Однако дороги были непроходимы. Буря грозила усилиться, и было бы опасно пускаться по заснеженным степям и оврагам в поисках дома Ильи Петрова. Дмитрий даже еще не обедал. Поэтому он согласился вернуться в усадьбу, предварительно узнав адрес нового больного, которого он горячо желал тоже навестить.
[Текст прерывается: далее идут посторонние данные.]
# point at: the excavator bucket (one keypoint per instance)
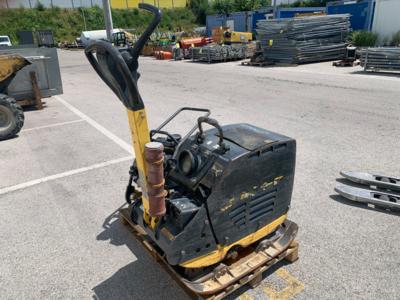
(10, 64)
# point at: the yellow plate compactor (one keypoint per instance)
(211, 205)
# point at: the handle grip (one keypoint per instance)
(214, 123)
(118, 69)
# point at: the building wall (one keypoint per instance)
(386, 19)
(89, 3)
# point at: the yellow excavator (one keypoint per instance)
(211, 205)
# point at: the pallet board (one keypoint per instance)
(226, 277)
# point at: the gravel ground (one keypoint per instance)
(60, 238)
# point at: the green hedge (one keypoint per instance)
(67, 24)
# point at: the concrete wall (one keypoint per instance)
(89, 3)
(279, 2)
(386, 19)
– Отсюда до него верст четыре, сударь… – услужливо заметил Петр Федорович. – Только в хорошую погоду можно туда добраться без опасности. Я знаю, где находится изба Ильи. Там есть небольшой подъем… а со снегом дорога скользкая, можно упасть и скатиться до самого дна оврага.
Долгоруков ушел в неприятном расположении духа. Как он сделал в присутствии Ивана, теперь он достал из бумажника четыре купюры по 20 рублей и велел Петру положить их под подушку нищего.
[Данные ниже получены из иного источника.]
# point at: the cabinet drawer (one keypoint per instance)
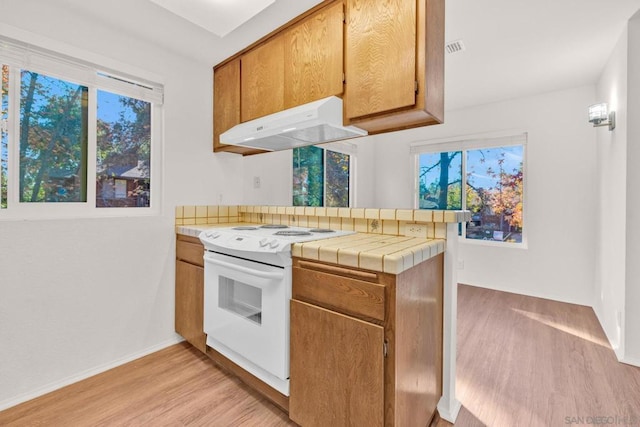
(190, 252)
(333, 289)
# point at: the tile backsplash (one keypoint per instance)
(396, 222)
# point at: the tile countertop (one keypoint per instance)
(376, 252)
(195, 230)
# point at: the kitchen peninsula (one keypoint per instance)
(371, 338)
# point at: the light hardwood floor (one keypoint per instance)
(522, 361)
– Это подарок, Тит Жерков… Купи, что тебе захочется… – произнес он взволнованным голосом.
– Спасибо, батюшка. У вас такое доброе сердце, что напоминаете вашу матушку, которая была нашим добрым ангелом, когда здесь жила. Но, по правде говоря, мне больше ничего не нужно, кроме милости Божьей за мои грехи, которые велики. Я дам Михайле Михайловне 20 рублей на покупку новой шубы, потому что она жалуется, что у нее нет никакой, носит мужнину, когда он ее не носит, а так только кутается в остатки шали. Дам также немного Захарычу на сапоги, которые ему нужны… Захарыч – это тот, кто составляет мне здесь компанию… Он так мне помогает… а зима пришла очень суровая… Его сапоги порваны и пропускают снег, так он говорит… Правда, что мне нужно? Ведь у меня все есть…
VI
На следующий день буря утихла, и снег стал мелким и редким. Митя был в лихорадочном состоянии, хотя и не жаловался на недомогание. Это было нервное возбуждение, вызванное сильными впечатлениями от посещения больных накануне. Он хотел отправиться в путь очень рано навестить третьего больного, некоего Илью Петрова, который жил в 4–5 верстах отсюда, как утверждал Петр Федорович. Но Мелания попросила его не уезжать без второго завтрака, тем более в утренний холод:
– Нет, господин граф, подождем хотя бы, пока снег прекратится. Вчерашнее напряжение было большим. И повторение сегодня того же может быть неблагоприятным для вашего здоровья.
– Но мне сегодня так хорошо… Я спал всю ночь, совершенно ничего не почувствовал… – возразил он, словно оправдываясь, неосознанно подчиняясь очаровательной сиделке, на которую по-прежнему не обращал внимания.
– Позавтракаете пораньше, сударь, и отправитесь потом.
– Знаешь, Мелания?… – произнес он с такой интимностью и нежностью в голосе, что удивил девушку, непривычную к такому обращению. – Меня так впечатлила нищета, в которой живет тот нищий Тит, что я немного размышлял о Боге во время обратной поездки вчера… и вечером горячо молился, прося милости для него, как когда-то учила меня мать молиться за несчастных. И самое удивительное, что он считает себя счастливым! Как может быть счастлив человек, который слеп, полностью парализован, нищ?! Этого я не понимаю…
– Бог наделил его своими добродетелями, граф Дмитрий!.. И его страдания были смягчены дарами Веры и Надежды, которые привлекли Смирение и Терпение, в то время как Милосердие других помогло в его нуждах, ради любви к Богу. Когда мы страдаем, поддерживаемые доброй волей Смирения, наши боли становятся менее острыми.
– Но он утверждает, что у него есть всё, Мелания, когда у него нет ничего, совсем ничего, и что ему ничего не нужно. Восемьдесят рублей, которые я ему дал, он разделил, чтобы помочь нуждающимся друзьям. Мне даже стало стыдно, что я дал так мало, я, владелец этих огромных земель. Однако он нищий, несчастный, которого милосердие добрых сердец спасает от голодной смерти, холода и нечистот…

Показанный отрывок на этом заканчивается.